A Constituição inclui vários artigos tratando disso. Por exemplo, o que está acontecendo em Tupi, onde a empresa disse à comunidade que enviou várias parcelas de fundos para construir a famosa ponte e a estrada que queriam, mas o governo distrital nunca cumpriu essas promessas. A empresa então declarou que estava aberta a negociar diretamente com as comunidades locais, ignorando as autoridades oficiais.

Isso fortalece a cidadania. Não é ilegal, nem um ato de rebelião. É um processo disciplinado, bem organizado. As comunidades projetam projetos, discutem suas prioridades – seja uma ponte, abastecimento de água ou estradas – e depois assinam acordos preliminares com as empresas. Equipes mistas, compostas por representantes das empresas e membros da comunidade, são formadas posteriormente para monitorar a implementação.

Isso é inédito na história de Moçambique, e está acontecendo agora. É uma das iniciativas que pretendemos continuar.

Outro foco é promover o que chamamos de democracia ativa. Estamos nos afastando de uma democracia passiva, onde as pessoas apenas se sentam e esperam que seus direitos sejam concedidos. Em vez disso, estamos promovendo uma democracia engajada e ativa.

Um exemplo recente é o decreto que emitimos há pouco. Ontem, liberei o primeiro decreto do que chamo de "Governo do Povo", que já está disponível para o público. Continuaremos a debater e expor as desastrosas políticas públicas desse regime, que, como já está evidente, não vai mudar.

O atual presidente, a quem me refiro como "presidente forçado", anunciou recentemente suas primeiras ações. Por exemplo, ele nomeou juízes para o Tribunal Administrativo, o que serve como exemplo claro de que nada vai mudar. Onde estão as reformas? Onde está a liderança jovem em um homem supostamente com menos de 50 anos, mas que parece pertencente a uma geração passada?

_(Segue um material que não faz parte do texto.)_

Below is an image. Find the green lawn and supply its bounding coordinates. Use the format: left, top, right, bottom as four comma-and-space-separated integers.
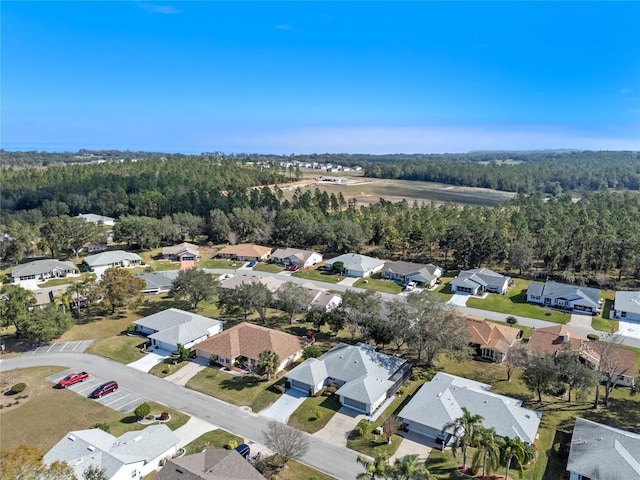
467, 279, 570, 323
289, 395, 341, 433
186, 368, 278, 413
353, 277, 402, 294
291, 269, 344, 283
253, 263, 284, 273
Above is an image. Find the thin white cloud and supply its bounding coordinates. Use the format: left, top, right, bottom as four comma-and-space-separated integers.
138, 3, 184, 15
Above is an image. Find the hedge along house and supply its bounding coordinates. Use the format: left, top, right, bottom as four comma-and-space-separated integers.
133, 308, 223, 352
285, 343, 411, 415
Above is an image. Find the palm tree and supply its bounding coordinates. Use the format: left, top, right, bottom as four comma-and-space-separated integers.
499, 437, 526, 479
471, 427, 500, 479
356, 454, 391, 480
390, 455, 435, 480
442, 407, 484, 469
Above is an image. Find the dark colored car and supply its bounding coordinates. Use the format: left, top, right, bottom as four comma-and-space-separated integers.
89, 380, 118, 398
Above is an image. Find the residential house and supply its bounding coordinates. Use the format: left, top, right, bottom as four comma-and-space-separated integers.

Apesar de afirmar ser reformista ou estar aberto ao diálogo, suas primeiras ações presidenciais são um desastre absoluto. As suas nomeações demonstram que não haverá reformas – é só mais do mesmo.

NÁDIA:
Será que o diálogo mediado poderia ajudar a resolver o impasse atual?

VENÂNCIO:
Duvido que ele esteja realmente aberto ao diálogo. As suas palavras sobre o assunto são o cúmulo da hipocrisia. Ele diz repetidamente: “Estamos sempre abertos ao diálogo; vamos ouvir todos,” mas dá para perceber que essas palavras vêm de um homem que não acredita nelas.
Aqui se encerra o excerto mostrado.